Christophe Marty : Est-ce que vous pouvez nous rappeler quel a été l’impact de la loi Delors sur les politiques publiques de formation ?

Danielle Kaisergruber. Quand on parle de « politiques publiques », deux aspects doivent être pris en compte : d’une part, les politiques publiques au sens politique, c’est-à-dire quelles réformes impulsent les gouvernements et comment ils font évoluer le rôle des acteurs du système de formation continue et, d’autre part, du point de vue des dépenses publiques, c’est-à-dire quels sont les investissements des pouvoirs publics, nationaux, régionaux ou autres dans la formation continue et avec quelles priorités.

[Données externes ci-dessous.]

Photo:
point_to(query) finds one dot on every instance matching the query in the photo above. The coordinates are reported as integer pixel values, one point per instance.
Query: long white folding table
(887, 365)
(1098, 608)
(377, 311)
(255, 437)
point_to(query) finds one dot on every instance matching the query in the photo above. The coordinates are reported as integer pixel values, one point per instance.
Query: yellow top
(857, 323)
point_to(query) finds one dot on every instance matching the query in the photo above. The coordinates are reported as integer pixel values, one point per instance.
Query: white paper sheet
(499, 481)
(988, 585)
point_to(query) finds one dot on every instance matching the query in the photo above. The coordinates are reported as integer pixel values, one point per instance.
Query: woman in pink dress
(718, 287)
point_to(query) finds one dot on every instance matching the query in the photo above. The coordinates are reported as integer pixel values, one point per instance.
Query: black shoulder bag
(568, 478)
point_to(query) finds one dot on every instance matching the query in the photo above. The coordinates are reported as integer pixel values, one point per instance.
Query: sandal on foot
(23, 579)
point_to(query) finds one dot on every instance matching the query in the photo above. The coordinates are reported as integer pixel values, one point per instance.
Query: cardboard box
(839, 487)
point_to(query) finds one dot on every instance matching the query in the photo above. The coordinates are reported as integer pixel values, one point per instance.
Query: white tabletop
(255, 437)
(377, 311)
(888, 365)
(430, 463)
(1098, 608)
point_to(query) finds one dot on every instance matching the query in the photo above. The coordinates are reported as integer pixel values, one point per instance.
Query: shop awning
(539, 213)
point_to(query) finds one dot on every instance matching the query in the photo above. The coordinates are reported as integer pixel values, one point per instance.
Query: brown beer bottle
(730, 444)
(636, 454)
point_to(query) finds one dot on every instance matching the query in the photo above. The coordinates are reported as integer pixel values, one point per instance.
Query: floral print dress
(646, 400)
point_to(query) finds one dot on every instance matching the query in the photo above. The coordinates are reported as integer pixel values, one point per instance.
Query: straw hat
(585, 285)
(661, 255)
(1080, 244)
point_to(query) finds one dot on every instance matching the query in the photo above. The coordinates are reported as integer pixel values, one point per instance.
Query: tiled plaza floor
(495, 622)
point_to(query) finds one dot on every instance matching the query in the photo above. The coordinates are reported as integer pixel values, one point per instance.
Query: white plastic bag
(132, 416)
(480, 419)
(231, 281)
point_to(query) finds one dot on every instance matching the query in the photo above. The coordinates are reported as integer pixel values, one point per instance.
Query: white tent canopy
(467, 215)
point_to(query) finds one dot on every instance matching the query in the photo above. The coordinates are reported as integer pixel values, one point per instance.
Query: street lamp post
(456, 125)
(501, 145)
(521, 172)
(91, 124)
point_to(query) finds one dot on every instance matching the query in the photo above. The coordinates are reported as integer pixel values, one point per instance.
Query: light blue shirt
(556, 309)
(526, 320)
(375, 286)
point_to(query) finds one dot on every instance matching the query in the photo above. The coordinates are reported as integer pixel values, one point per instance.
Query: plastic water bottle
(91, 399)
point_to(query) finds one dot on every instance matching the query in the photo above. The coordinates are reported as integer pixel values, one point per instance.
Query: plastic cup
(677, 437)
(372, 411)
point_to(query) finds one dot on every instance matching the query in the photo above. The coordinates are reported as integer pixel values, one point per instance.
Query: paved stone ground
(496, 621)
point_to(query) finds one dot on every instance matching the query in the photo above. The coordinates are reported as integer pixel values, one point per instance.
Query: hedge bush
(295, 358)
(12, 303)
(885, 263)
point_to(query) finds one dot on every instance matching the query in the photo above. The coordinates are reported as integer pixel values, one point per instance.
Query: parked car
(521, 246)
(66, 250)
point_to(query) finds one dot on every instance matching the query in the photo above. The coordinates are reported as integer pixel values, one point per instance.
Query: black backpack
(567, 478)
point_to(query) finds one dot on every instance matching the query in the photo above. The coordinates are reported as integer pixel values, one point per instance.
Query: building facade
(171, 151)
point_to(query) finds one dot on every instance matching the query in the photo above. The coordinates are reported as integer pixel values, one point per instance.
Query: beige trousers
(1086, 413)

Une fois ce préalable posé, il faut reconnaître que la loi Delors ne concernait pas les pouvoirs publics. Elle concernait essentiellement les entreprises et les partenaires sociaux à une époque où la dépense publique intervenait assez peu dans le système de formation professionnelle continue.

50 ans après sa promulgation, les objectifs de la loi Delors vous semblent-ils encore d’actualité ? 

Les objectifs de la loi Delors, qui n’ont pas vraiment été atteints, paraissent toujours parfaitement d’actualité. Elle proposait l’idée de deuxième chance : pour les salariés tout n’était pas joué en formation initiale et il était nécessaire que des choses se passent après, en termes de qualification et parfois de reconversion. Elle portait donc déjà l’idée de formation tout au long de la vie qui a été souvent promue par la suite. Donc, il faut que les entreprises soient obligées, d’où l’aspect mutualisation des financements, de faire des choses pour la formation de leurs salariés. Avec le recul, c’est vraiment ce qui me semble être le cœur de cette loi et de l’accord interprofessionnel qui l’a précédée, tous deux inscrits à la fois dans la pensée sociale de Jacques Delors et de l’après 1968. C’est extrêmement important parce que ça portait également une idée de promotion sociale, d’évolution dans les parcours. On peut dire que c’est un sujet qui reste toujours d’actualité.

Depuis la loi Delors, quelles sont les grandes étapes que vous identifiez en matière d’évolution des politiques publiques de formation ?

Danielle Kaisergruber : Après la loi Delors, l’État s’est mis à aider les entreprises sur des objectifs précis, par exemple en soutenant des actions de formation en appui des processus de modernisation qui ont accompagné les 25 dernières années du XXe siècle (qualité, robotique…). La deuxième raison qui a amené les politiques publiques à s’intéresser à la formation professionnelle réside dans la montée du chômage et le rôle central qu’a pris la formation des demandeurs d’emploi avec la croyance en un lien formation-emploi qui n’est pas « introuvable ».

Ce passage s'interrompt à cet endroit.